We live in an age where CEOs are their own kind of celebrities who flaunt their oversized egos and paychecks. Green does none of this. His co-founder, John Zimmer, is the face of Lyft while Green is content to stay behind the scenes. Green is a quiet, thoughtful, introvert. He takes time to think, develop the right answer to a question or solution to a problem. And he's been that way ever since high school. He has also been trying to disrupt and change transportation since his high school days.
On his way to school, he'd be sitting in Los Angeles traffic and look around and see one person in every car. He found this frustrating. L.A. is a city designed around cars instead of people—or it was—until people like Green and Kalanick came along and introduced the concept of ridesharing.
After high school, Green and his then girlfriend, now wife, Eva went to college in Santa Barbara. Green didn't take his car to college with him. He wanted to experiment with transportation.

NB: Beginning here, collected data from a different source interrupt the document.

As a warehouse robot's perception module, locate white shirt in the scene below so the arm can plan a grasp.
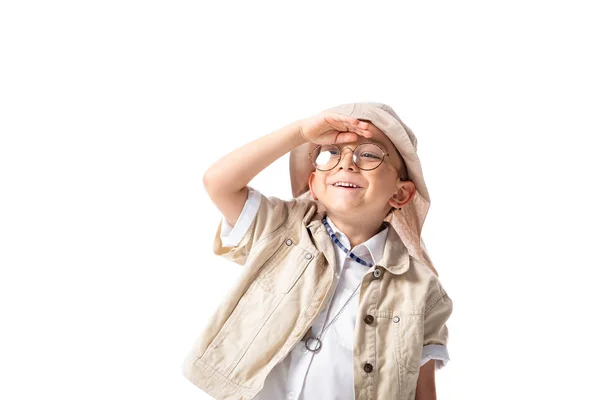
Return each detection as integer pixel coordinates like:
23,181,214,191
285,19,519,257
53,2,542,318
221,187,449,400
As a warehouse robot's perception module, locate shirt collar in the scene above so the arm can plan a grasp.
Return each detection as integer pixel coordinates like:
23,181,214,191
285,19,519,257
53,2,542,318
326,216,389,264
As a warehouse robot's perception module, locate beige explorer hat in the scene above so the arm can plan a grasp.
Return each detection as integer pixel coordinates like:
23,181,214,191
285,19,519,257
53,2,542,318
290,102,438,275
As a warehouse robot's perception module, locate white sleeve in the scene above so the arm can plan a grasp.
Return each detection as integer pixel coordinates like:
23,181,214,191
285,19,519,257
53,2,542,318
421,344,450,370
220,186,260,246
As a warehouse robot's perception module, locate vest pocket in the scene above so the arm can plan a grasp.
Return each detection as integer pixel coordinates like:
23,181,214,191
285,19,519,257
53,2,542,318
256,236,315,294
392,312,423,373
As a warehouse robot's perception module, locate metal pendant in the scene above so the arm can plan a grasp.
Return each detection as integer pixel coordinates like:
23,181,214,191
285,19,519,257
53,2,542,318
304,336,321,353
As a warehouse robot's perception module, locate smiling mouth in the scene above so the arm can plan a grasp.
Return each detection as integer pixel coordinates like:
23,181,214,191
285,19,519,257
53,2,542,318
331,185,362,190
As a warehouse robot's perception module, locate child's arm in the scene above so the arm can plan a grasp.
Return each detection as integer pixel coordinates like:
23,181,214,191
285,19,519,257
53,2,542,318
203,121,308,225
415,359,436,400
203,112,372,225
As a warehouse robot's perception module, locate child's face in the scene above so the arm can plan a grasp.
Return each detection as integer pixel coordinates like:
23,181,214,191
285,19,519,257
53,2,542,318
308,123,416,221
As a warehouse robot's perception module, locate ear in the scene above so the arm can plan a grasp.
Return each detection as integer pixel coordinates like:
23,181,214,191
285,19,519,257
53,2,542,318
308,171,319,200
388,181,417,208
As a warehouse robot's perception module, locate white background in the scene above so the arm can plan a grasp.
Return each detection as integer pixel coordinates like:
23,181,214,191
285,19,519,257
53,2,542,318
0,0,600,400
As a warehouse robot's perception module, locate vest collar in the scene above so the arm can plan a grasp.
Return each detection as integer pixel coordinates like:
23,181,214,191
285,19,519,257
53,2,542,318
307,211,410,275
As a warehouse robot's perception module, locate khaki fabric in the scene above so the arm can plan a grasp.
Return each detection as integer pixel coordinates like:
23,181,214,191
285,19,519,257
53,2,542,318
182,194,452,400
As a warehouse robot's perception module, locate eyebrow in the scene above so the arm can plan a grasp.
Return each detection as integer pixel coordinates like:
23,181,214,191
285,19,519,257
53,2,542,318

After their freshman year, Eva transferred to Occidental College in Los Angeles. Green spent three years taking Greyhound back and forth to see Eva. All of that commuting time kept his mind spinning and trying to come up with a better way.

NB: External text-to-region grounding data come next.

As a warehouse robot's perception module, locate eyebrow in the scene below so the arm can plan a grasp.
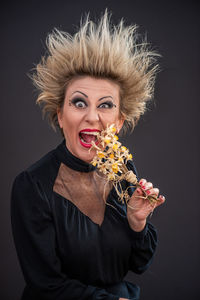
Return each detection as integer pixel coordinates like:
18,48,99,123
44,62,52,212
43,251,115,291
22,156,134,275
72,91,113,101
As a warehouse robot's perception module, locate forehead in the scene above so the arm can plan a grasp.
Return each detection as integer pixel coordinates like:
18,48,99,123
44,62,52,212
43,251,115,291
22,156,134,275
66,76,120,100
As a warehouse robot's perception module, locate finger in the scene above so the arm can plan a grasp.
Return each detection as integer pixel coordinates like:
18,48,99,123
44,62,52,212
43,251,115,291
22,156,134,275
135,187,143,197
157,195,165,206
144,182,153,191
139,178,147,189
146,188,159,197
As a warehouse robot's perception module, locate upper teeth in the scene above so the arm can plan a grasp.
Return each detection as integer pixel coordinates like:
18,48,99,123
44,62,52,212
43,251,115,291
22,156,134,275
81,131,99,135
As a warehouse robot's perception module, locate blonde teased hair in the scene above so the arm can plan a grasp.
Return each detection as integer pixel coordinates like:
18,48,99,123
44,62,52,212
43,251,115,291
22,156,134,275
32,10,158,133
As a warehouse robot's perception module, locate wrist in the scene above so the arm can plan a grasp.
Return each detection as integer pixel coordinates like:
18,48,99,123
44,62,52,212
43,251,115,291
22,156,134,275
128,218,146,232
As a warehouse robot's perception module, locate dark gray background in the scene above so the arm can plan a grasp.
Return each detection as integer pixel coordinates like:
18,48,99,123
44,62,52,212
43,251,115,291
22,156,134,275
0,0,200,300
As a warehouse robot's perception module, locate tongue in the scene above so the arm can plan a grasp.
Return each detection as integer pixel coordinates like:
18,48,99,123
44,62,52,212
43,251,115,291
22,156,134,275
81,133,96,144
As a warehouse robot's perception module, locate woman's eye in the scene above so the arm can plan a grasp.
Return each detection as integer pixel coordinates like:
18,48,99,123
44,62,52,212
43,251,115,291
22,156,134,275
98,101,116,108
71,99,87,108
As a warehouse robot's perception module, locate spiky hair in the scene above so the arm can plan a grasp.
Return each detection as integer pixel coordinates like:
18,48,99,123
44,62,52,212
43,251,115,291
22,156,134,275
32,11,158,129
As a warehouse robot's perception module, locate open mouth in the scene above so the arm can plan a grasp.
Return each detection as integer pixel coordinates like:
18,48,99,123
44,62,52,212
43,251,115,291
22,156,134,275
79,129,100,148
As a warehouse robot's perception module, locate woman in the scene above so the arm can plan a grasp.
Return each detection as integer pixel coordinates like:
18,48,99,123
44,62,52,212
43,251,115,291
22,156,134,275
11,13,164,300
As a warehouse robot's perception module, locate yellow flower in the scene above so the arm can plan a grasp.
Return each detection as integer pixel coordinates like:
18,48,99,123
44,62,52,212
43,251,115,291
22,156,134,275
108,173,115,180
109,153,115,159
104,138,110,144
97,152,105,158
112,144,119,151
112,163,119,173
121,146,127,152
127,154,133,160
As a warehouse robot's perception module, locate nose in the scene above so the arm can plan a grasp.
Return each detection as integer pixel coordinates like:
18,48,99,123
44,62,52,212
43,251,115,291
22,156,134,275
85,107,100,123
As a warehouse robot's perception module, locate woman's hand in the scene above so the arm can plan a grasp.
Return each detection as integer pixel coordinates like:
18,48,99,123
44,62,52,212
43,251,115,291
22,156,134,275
126,179,165,232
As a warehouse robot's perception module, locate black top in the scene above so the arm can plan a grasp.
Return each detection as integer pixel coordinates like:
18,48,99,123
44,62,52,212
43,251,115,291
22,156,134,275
11,141,157,300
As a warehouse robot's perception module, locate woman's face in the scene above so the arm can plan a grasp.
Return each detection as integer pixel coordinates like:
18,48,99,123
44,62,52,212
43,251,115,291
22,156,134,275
57,76,123,162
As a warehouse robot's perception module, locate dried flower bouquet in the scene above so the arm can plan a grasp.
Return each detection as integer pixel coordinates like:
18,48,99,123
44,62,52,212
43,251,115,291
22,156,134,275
90,124,157,207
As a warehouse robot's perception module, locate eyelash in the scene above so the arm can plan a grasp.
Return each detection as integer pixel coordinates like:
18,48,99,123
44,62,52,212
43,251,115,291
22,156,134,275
70,98,116,109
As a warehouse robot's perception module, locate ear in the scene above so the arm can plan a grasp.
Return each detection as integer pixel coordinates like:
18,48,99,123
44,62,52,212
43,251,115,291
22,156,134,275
57,107,63,128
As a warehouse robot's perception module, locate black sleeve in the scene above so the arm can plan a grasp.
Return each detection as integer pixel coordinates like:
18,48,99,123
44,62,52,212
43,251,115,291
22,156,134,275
130,222,157,274
127,160,157,274
11,172,119,300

Green graduated from UCSB in 2006 with a Business Economics degree. While he was a student he was a board member for the Isla Vista Recreation and Park District, created The Green Initiative Fund, and was the youngest director of the Santa Barbara Metropolitan Transit District. From August 2007 to February 2008, Green was UCSB's Sustainability Director. In 2007 he and Zimmer founded Zimride, the ridesharing platform that grew into Lyft, but originally focused on coordinating carpools on college campuses.

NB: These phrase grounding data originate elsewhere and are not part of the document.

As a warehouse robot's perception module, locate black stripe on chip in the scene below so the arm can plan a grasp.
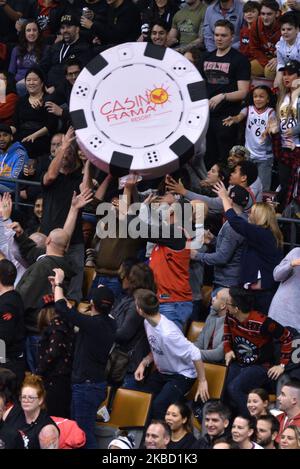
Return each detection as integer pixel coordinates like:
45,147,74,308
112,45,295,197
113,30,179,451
187,81,207,102
144,42,167,60
85,55,108,75
70,109,87,130
170,135,195,165
109,151,133,177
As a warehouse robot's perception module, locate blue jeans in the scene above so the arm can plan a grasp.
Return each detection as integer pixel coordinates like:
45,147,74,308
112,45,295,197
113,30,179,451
25,335,41,374
90,274,122,301
67,243,84,303
159,301,193,330
225,362,269,415
136,370,195,420
71,381,107,449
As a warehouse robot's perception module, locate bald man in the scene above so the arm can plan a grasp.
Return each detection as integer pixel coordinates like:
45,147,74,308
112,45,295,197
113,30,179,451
13,190,92,373
195,288,229,363
16,228,75,373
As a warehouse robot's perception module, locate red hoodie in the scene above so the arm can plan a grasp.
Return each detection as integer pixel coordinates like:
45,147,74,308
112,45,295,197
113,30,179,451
250,16,281,67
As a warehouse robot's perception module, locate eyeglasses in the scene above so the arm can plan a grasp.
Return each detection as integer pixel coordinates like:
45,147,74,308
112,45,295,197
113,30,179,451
20,396,39,402
67,71,80,77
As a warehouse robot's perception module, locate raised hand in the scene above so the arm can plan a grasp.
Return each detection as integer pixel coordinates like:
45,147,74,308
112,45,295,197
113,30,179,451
61,127,76,149
71,188,93,210
213,181,229,199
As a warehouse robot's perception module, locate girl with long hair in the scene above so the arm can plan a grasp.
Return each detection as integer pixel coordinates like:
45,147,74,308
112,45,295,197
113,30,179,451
269,60,300,211
215,183,283,314
223,85,276,191
165,402,196,449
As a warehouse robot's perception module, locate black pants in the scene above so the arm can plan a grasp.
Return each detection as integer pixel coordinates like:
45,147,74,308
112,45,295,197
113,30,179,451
44,375,72,418
204,116,238,169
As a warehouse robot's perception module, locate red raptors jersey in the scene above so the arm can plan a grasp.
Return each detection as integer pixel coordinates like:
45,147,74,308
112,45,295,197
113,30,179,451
150,245,192,303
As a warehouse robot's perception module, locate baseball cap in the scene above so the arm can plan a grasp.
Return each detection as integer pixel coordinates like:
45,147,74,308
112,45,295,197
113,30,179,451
279,60,300,75
108,435,134,449
60,14,80,26
229,145,250,160
0,124,13,135
91,285,115,311
229,186,250,208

Today, Green continues to try to find ways to improve transportation. He carpools to work every day with John Zimmer. Oh, and the two also sit next to each other in Lyft's San Francisco offices. Green and Zimmer are good friends and able to communicate with a nod or glance. But that is the connection they've grown into. In the early years of Zimride and Lyft, their working relationship wasn't quite so easy.
Green and Zimmer are considered the nice guys of ridesharing. Gentler than the team at Uber. They don't necessarily seek to dominate Uber, they are seeking to be a different company than Uber. Lyft plans to grow their business. So does Uber. And while Uber operates globally and offers 10 million rides a day, Lyft is only in the U.S. and Toronto with a bit more than one million rides a day. Analysts would like everyone to believe the two companies are major competitors, but Green doesn't see it like that.
If Green has his way, Lyft's next shift would be to self-driving cars. Green wanted to pitch this idea to investors back in 2012 but was cautioned that he'd be laughed out of the room. He envisions the future having a few big networks of self-driving cars—much the way the mobile phone industry today is dominated by just a handful of companies. In Green's vision, Lyft would park, service, fuel, insure, and clean your ride. A shared commuting vehicle would feature Wi-Fi, and stations for laptops. A weekend getaway vehicle may have a couch and places to store drinks, or a large screen TV.
Now that would be a brave new world indeed.